Checking and Repairing HBase Tables

HBaseFsck (hbck) is a command-line tool that checks for region consistency and table integrity problems and repairs corruption. It works in two basic modes — a read-only inconsistency identifying mode and a multi-phase read-write repair mode.
  • Read-only inconsistency identification: In this mode, which is the default, a report is generated but no repairs are attempted.
  • Read-write repair mode: In this mode, if errors are found, hbck attempts to repair them.

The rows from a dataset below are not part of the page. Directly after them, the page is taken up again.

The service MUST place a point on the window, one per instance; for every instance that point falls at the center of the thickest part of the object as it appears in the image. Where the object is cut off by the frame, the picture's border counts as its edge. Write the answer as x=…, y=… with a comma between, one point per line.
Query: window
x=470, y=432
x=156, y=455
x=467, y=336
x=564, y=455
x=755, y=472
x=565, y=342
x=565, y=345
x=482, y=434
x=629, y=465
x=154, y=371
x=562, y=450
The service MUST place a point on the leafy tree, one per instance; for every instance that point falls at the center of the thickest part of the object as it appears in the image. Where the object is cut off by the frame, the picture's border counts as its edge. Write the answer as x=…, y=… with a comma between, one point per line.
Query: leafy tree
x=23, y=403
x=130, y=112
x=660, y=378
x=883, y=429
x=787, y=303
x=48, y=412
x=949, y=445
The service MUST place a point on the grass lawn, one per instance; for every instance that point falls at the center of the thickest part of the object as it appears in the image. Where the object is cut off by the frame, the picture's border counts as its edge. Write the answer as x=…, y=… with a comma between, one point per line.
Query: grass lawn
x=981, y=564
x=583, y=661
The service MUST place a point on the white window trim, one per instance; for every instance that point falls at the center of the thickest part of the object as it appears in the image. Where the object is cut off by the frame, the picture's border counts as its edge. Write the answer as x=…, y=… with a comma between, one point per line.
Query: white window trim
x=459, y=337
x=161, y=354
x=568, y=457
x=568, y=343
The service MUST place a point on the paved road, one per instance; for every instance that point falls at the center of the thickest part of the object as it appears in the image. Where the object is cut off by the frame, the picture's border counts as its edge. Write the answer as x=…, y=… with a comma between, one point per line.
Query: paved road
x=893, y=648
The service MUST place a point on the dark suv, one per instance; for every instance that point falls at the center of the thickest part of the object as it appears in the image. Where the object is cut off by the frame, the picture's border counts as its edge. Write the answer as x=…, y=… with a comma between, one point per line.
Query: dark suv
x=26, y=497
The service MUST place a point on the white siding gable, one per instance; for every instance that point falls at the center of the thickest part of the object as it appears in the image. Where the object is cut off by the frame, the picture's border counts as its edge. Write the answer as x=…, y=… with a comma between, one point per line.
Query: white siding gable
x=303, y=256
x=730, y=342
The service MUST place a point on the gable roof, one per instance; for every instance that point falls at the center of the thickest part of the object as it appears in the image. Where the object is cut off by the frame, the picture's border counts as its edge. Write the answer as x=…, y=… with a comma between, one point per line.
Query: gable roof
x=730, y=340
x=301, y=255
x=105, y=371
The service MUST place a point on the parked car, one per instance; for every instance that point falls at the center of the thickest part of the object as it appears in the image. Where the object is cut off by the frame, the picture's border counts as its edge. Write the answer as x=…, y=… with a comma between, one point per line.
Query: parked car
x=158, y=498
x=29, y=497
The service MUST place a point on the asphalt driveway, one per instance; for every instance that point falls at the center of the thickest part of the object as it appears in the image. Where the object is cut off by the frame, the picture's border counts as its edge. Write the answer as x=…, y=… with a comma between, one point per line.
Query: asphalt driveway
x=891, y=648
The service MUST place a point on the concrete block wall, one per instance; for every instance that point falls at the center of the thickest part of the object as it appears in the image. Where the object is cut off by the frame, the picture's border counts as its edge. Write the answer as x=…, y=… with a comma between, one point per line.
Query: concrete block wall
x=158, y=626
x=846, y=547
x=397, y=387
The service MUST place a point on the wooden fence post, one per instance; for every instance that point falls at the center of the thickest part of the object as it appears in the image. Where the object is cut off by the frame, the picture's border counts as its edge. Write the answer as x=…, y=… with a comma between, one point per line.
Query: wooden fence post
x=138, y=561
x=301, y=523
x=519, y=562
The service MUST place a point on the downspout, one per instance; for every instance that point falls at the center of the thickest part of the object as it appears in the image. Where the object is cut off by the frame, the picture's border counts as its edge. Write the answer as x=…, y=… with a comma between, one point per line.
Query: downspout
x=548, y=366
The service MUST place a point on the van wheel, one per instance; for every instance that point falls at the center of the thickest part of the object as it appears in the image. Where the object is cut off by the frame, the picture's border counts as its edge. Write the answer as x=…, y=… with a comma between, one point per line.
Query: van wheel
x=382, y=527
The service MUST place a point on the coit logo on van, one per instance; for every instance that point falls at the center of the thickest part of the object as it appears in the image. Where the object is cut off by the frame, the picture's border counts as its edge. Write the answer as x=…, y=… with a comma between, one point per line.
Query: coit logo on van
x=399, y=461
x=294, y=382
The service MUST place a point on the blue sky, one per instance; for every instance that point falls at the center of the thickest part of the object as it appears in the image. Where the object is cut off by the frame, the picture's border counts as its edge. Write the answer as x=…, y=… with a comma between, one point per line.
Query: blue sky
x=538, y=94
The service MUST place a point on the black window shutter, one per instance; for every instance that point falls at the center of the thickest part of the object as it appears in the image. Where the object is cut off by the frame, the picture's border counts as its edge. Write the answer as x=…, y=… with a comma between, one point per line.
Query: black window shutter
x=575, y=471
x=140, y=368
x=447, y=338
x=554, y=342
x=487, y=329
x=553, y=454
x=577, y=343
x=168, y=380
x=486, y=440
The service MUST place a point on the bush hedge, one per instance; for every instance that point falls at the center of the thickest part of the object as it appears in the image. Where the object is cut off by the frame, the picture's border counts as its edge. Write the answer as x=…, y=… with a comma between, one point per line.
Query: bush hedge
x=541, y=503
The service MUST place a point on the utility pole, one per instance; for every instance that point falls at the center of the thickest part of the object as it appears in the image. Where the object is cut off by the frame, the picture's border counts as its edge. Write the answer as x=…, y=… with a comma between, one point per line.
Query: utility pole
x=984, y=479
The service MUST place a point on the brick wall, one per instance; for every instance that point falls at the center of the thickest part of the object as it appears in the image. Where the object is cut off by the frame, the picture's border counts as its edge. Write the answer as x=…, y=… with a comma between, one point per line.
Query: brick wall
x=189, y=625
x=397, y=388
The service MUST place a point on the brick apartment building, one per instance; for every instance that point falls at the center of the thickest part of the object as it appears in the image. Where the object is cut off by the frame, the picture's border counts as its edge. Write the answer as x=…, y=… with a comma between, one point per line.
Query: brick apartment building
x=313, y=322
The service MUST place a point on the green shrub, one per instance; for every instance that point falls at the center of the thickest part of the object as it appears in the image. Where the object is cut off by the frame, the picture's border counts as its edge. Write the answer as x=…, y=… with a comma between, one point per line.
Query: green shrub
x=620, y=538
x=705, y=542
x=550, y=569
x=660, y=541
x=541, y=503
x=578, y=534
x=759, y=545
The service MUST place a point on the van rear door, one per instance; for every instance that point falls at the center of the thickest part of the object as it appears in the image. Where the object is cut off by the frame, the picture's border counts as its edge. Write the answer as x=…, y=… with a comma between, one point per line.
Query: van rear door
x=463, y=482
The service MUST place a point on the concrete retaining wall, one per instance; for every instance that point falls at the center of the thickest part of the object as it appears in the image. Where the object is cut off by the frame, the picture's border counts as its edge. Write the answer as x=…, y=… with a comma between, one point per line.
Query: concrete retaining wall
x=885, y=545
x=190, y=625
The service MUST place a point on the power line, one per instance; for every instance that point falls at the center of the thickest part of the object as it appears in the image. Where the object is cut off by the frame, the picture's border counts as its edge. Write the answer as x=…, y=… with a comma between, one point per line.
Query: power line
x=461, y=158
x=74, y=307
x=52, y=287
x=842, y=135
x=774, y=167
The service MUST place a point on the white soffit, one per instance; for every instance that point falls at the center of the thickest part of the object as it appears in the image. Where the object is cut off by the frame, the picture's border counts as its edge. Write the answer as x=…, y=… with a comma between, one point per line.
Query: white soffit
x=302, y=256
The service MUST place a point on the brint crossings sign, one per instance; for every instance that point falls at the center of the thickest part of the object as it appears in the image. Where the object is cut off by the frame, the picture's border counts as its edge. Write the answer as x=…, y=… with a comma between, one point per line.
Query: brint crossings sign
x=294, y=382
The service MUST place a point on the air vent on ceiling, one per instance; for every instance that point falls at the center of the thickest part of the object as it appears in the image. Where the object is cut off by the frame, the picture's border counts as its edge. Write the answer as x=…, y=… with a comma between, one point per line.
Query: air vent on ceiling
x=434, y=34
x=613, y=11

Always run HBase administrative commands such as the HBase Shell, hbck, or bulk-load commands as the HBase user (typically hbase).

Running hbck Manually

The hbck command is located in the bin directory of the HBase install.
  • With no arguments, hbck checks HBase for inconsistencies and prints OK if no inconsistencies are found, or the number of inconsistencies otherwise.
  • With the -details argument, hbck checks HBase for inconsistencies and prints a detailed report.
  • To limit hbck to only checking specific tables, provide them as a space-separated list: hbck <table1> <table2>
  • If region-level inconsistencies are found, use the -fix argument to direct hbck to try to fix them. The following sequence of steps is followed:
    1. The standard check for inconsistencies is run.
    2. If needed, repairs are made to tables.
    3. If needed, repairs are made to regions. Regions are closed during repair.
  • You can also fix individual region-level inconsistencies separately, rather than fixing them automatically with the -fix argument.
    • -fixAssignments repairs unassigned, incorrectly assigned or multiply assigned regions.
    • -fixMeta removes rows from hbase:meta when their corresponding regions are not present in HDFS and adds new meta rows if regions are present in HDFS but not in hbase:meta.
    • -repairHoles creates HFiles for new empty regions on the filesystem and ensures that the new regions are consistent.
    • -fixHdfsOrphans repairs a region directory that is missing a region metadata file (the .regioninfo file).
    • -fixHdfsOverlaps fixes overlapping regions. You can further tune this argument using the following options:
      • -maxMerge <n> controls the maximum number of regions to merge.
      • -sidelineBigOverlaps attempts to sideline the regions which overlap the largest number of other regions.
      • -maxOverlapsToSideline <n> limits the maximum number of regions to sideline.
  • To try to repair all inconsistencies and corruption at once, use the -repair option, which includes all the region and table consistency options.

For more details about the hbck command, see Appendix C of the HBase Reference Guide.